To summarize, differential word co-occurrence during MTS training did not produce differential frequencies of T2, T4, or T5/2 associative intrusions (with a possible exception of infrequent T4 intruding among participants in the partial achievement group). However, the results do indicate that semantically-related T3 words were most likely to indirectly acquire the T1 remembering function, at least among those participants in the partial and full achievement groups. Thus, at higher levels of MTS training achievement, the MTS training procedure was able to produce specific semantic false memory phenomena in the form of elevated T3 intrusions.
Perfect performance on the recognition task would require participants to correctly recognize all 12 of the T1 words without making any T2, T3, T4, or T5 false positive recognitions, indicating that a remembering function was acquired by all of the T1 words with no indirect acquisition of the remembering function by any other words. We expected the results of the recognition test to run parallel to those of the free recall test. Since 12 words of each Type were presented during the recognition task, no adjustments were made to T5 means for recognition analyses. Figure 5 shows the mean number of T2, T3, T4, and T5 false positive recognitions for each group.
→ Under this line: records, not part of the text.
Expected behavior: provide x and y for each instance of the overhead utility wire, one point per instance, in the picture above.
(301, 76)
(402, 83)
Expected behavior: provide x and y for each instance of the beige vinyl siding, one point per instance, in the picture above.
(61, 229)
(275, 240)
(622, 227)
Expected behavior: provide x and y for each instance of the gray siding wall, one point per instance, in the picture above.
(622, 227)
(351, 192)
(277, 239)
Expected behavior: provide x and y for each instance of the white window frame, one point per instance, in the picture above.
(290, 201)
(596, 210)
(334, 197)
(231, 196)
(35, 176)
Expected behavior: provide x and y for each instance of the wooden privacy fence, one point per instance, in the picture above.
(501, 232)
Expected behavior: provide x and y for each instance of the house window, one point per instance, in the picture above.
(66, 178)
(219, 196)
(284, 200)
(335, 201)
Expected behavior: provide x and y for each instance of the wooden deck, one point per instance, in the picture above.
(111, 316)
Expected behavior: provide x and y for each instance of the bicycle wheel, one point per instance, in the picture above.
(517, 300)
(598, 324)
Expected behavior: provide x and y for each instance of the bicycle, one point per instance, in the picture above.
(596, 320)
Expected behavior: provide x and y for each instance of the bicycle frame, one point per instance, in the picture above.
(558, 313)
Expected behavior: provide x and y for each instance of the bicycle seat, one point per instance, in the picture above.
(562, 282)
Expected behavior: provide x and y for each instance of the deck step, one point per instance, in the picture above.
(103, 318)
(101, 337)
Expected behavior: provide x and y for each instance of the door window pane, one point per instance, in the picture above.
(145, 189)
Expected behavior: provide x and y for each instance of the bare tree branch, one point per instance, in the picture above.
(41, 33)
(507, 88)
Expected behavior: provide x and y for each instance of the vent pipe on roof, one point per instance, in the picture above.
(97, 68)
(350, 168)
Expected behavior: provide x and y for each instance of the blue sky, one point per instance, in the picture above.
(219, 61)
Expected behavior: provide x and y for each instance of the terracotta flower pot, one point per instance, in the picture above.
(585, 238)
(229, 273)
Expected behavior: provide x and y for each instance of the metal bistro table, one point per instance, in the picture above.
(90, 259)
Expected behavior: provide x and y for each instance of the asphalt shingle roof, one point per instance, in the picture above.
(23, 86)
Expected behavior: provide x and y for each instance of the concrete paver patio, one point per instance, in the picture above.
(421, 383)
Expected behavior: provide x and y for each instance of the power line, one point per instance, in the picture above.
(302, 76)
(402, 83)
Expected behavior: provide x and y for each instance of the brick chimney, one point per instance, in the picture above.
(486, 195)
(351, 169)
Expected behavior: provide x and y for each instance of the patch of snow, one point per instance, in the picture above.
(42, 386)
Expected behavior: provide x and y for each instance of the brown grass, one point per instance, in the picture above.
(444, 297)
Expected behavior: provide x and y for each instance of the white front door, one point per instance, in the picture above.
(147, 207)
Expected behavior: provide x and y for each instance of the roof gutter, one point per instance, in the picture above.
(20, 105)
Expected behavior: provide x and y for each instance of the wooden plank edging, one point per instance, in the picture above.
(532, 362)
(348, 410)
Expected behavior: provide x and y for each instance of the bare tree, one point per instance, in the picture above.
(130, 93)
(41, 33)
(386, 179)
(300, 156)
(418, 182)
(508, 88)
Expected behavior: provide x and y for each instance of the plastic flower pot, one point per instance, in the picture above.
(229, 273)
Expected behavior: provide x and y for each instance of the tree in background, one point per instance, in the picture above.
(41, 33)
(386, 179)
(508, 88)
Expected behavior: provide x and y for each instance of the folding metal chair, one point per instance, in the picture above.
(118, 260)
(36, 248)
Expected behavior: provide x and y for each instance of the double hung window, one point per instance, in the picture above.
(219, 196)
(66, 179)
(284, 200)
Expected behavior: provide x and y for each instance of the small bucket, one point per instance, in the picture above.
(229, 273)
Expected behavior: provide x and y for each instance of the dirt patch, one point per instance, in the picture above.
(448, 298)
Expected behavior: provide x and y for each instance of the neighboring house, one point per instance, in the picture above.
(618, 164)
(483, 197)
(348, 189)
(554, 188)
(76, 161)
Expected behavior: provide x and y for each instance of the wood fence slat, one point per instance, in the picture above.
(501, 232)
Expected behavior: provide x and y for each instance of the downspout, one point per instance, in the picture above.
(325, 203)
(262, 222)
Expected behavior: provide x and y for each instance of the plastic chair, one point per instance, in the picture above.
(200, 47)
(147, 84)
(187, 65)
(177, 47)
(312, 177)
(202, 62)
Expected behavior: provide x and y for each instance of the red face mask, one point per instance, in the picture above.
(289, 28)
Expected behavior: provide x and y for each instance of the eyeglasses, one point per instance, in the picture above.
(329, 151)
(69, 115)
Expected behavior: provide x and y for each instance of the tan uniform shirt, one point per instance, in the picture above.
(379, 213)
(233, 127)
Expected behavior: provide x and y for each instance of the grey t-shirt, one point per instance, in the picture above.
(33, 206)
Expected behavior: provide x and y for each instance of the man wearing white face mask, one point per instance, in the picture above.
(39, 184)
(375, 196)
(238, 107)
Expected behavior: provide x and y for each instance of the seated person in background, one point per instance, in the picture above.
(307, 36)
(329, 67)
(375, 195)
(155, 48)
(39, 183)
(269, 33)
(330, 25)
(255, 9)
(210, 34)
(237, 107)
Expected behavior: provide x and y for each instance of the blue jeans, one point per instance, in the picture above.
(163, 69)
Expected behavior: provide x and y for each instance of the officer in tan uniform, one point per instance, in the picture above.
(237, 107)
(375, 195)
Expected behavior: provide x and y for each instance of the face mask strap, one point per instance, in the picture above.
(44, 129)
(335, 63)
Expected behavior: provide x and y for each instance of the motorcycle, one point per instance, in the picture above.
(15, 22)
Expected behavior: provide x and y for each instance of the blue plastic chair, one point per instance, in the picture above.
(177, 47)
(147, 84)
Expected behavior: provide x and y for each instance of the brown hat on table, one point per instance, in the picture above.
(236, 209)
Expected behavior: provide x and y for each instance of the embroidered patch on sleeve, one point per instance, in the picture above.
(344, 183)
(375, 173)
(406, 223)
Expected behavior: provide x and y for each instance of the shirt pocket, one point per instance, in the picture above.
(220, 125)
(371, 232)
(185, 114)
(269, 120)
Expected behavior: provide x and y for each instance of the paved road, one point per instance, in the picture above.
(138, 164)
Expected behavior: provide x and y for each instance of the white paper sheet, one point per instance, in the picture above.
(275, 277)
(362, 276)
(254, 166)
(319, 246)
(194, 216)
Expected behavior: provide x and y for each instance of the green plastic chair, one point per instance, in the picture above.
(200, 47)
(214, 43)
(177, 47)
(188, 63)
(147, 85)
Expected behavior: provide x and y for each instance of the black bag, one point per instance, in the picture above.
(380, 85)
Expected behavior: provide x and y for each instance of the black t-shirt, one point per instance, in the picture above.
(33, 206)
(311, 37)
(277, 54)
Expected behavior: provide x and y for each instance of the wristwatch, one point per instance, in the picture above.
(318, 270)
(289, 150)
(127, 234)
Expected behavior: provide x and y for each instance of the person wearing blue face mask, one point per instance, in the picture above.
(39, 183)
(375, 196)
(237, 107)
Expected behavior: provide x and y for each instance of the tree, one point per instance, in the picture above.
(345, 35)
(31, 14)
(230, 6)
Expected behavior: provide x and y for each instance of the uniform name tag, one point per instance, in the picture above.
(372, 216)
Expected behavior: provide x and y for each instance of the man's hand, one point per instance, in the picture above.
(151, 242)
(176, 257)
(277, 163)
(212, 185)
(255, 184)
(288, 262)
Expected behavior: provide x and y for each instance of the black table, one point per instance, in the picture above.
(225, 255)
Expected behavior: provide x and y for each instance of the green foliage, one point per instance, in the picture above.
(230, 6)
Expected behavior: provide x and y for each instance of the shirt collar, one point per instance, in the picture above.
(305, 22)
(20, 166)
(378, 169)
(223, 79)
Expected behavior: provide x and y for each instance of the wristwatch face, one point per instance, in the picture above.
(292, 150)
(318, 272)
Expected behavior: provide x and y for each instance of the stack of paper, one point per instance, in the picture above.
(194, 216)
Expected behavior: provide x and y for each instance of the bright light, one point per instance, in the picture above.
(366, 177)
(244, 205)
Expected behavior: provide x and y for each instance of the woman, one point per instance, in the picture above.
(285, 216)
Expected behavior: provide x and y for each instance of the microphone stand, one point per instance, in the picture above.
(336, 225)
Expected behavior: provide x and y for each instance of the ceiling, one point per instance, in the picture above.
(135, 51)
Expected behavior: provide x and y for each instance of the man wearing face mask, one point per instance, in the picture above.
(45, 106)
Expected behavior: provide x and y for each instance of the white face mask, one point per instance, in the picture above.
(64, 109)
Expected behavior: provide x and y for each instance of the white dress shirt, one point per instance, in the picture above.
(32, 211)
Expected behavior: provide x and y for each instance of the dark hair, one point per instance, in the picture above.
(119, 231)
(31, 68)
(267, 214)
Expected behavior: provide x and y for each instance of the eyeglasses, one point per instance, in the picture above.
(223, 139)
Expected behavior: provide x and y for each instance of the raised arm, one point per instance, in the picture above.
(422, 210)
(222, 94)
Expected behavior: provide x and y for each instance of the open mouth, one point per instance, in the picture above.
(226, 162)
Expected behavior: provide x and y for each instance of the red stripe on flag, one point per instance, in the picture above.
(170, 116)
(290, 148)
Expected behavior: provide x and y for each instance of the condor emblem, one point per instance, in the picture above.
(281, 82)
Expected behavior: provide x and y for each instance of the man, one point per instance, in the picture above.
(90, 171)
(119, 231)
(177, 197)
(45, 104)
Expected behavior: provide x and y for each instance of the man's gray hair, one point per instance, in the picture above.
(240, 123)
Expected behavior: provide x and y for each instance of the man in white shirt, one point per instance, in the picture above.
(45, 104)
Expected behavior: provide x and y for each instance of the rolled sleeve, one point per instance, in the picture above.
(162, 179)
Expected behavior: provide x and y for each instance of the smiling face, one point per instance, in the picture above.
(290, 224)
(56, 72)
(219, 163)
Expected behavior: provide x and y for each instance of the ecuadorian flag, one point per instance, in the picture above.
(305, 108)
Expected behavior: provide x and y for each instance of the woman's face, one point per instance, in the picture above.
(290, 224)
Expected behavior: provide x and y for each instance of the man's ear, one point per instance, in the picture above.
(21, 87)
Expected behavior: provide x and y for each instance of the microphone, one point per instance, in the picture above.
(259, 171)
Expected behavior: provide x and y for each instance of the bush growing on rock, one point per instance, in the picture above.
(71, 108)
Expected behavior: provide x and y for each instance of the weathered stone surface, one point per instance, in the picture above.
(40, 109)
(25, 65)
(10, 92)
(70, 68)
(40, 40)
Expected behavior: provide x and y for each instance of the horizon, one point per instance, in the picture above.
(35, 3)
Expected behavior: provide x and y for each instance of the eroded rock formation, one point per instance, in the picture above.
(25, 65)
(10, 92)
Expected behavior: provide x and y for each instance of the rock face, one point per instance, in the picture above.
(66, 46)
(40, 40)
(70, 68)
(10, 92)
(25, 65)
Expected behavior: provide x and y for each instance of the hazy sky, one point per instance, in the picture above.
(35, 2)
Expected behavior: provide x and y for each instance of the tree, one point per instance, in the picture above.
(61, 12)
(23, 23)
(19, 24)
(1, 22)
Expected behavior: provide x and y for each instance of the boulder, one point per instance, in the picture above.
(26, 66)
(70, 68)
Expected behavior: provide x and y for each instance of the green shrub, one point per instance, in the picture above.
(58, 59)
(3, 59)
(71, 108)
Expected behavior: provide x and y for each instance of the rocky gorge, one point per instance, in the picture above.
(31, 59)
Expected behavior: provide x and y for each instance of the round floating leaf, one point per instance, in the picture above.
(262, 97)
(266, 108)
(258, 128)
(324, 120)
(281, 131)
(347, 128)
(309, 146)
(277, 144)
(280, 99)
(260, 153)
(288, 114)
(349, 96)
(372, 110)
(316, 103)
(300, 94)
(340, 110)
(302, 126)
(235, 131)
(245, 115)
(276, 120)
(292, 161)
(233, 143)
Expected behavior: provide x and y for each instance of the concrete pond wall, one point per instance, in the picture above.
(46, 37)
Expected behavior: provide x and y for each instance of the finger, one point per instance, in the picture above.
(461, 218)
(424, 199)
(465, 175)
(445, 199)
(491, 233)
A 3 × 4 (group by word Type) mixed-design ANOVA with a Greenhouse-Geisser correction for sphericity indicated a significant main effect of group, F(2, 54) = 6.32, p = .003, partial η2 = .19, and a significant main effect of word Type, F(1.46, 78.84) = 25.57, p < .001, partial η2 = .32. However, these main effects must be interpreted in light of a significant interaction between group and word Type, F(2.92, 78.84) = 6.27, p = .001, partial η2 = .19. Post hoc analyses of the simple main effect of word Type at each level of group were conducted using pairwise comparisons, a Bonferroni correction, and a critical alpha of .05. Among those participants who failed training, there were no significant differences in mean number of T2, T3, T4, and T5 false positive recognitions. Among those participants in the partial and full achievement groups, the mean number of T3 intrusions was significantly greater than the mean number of T2, T4, and T5 intrusions, which did not significantly differ from each other. The recognition results were therefore similar to the free recall results.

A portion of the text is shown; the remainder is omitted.